18 years later, enter Sun and his colleagues, who modified the Dolly method such that it can now create a theoretically limitless number of clones. This new method is somatic cell nuclear transfer and involves the removal of a nucleus from a donor cell, which is then replaced with one taken from another individual. An electric current tricks the cell into believing it has been fertilised, beginning the development into an early embryo. The embryo will grow into an identical clone of the individual from whom the donor nucleus was taken, after implanting into a surrogate uterus.
Although this technique has been attempted before in monkeys, no attempts progressed further than the early embryonic stage (also known as a blastocyst). Sun achieved success by introducing two new ingredients to a mix of growth factors and nutrients needed for embryo growth. The addition of messenger RNA and trichostatin A awakened approximately 2000 genes vital for embryonic development.

The embryo will grow into an identical clone of the individual from whom the donor nucleus was taken

Sun’s team also discovered that cloning macaques was easier when foetal cells were used, as opposed to adult macaque cells. Zhong Zhong and Hua Hua were both created using cells extracted from an aborted female foetus. Here, the word ‘easier’ is used very lightly, as Zhong Zhong and Hua Hua were the only live births from six pregnancies, despite 79 embryos being implanted in 21 surrogates. However small it may seem, this is an improvement, given that Dolly was the only live birth from 277 implanted embryos.

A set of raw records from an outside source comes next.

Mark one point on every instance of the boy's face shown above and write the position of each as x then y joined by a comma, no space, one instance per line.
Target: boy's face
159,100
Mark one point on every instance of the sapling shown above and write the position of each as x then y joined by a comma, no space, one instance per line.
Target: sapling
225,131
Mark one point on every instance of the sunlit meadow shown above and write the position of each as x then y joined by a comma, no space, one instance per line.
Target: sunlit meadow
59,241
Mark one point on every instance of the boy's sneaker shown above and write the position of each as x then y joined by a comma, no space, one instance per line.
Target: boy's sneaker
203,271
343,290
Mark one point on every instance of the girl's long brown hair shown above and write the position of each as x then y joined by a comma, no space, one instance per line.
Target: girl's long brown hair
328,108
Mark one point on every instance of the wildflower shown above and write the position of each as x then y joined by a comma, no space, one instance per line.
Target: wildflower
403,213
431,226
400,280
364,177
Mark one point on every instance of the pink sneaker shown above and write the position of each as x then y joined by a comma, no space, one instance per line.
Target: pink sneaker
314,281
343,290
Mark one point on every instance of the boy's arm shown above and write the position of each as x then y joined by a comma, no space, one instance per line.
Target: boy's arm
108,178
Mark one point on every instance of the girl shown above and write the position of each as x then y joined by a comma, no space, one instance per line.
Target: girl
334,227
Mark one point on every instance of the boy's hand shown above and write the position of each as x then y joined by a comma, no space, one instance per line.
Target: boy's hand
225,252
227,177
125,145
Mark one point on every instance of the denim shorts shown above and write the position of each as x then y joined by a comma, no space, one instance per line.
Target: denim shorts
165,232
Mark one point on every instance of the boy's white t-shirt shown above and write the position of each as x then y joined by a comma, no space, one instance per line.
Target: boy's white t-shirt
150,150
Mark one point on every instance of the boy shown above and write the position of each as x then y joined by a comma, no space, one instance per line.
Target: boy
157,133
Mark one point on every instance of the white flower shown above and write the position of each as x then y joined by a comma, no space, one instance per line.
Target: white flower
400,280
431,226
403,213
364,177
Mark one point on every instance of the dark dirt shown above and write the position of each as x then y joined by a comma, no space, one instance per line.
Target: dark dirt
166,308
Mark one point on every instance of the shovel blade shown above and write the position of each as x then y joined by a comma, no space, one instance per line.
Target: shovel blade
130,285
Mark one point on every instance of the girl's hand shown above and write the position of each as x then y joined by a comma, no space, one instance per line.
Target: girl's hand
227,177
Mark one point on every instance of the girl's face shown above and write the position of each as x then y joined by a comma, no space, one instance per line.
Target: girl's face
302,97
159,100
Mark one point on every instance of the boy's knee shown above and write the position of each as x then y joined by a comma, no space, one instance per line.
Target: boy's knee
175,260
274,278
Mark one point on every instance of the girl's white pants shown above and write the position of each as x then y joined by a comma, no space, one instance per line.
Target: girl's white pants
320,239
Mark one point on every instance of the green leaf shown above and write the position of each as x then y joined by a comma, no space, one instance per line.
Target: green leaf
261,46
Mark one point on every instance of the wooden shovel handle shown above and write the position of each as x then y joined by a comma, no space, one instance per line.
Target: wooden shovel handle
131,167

“For many cell types, reprogramming is more difficult for adult cells than for foetal cells,” explains Robert Lanza, chief scientist at the Astellas Institute for Regenerative Medicine in Massachusetts. Lanza led the team which cloned human adult skin cells for the first time ever in 2014. This hurdle may put to rest growing fears of human cloning becoming a reality soon. “It could be a step towards human cloning, but why would it?” asks Peter Andrews from the University of Sheffield, when discussing whether the team from China opened an ethical can of worms.
However, the Chinese team declared that its primary focus is to use the cloned monkeys as a method with which they can create better animal models of disease. These improved models could accelerate medical therapies, particularly for complex diseases which prove hard to mimic, including that of Parkinson’s and Alzheimer’s in mice.

These improved models could accelerate medical therapies

All current therapies which treat Alzheimer’s-like symptoms in mice fail to do some in humans. It is argued that this is the case as the mouse model is too genetically different to the human disease. Using a better model of Alzheimer’s in cloned monkeys by knocking out genes which play a similar role in both humans and monkeys could be the solution for this. One such gene has been identified – one that triggers the production of beta-amyloid plaque in the brain – a characteristic of Alzheimer’s.

Despite its controversies, this technical milestone has the potential to help develop our understanding and treatment methods of many complex diseases. Scientists argue that monkeys are so closely related to us and have advanced minds and complex social networks, and thus will tell us much more about human diseases than mice ever could. But is this all too close to home?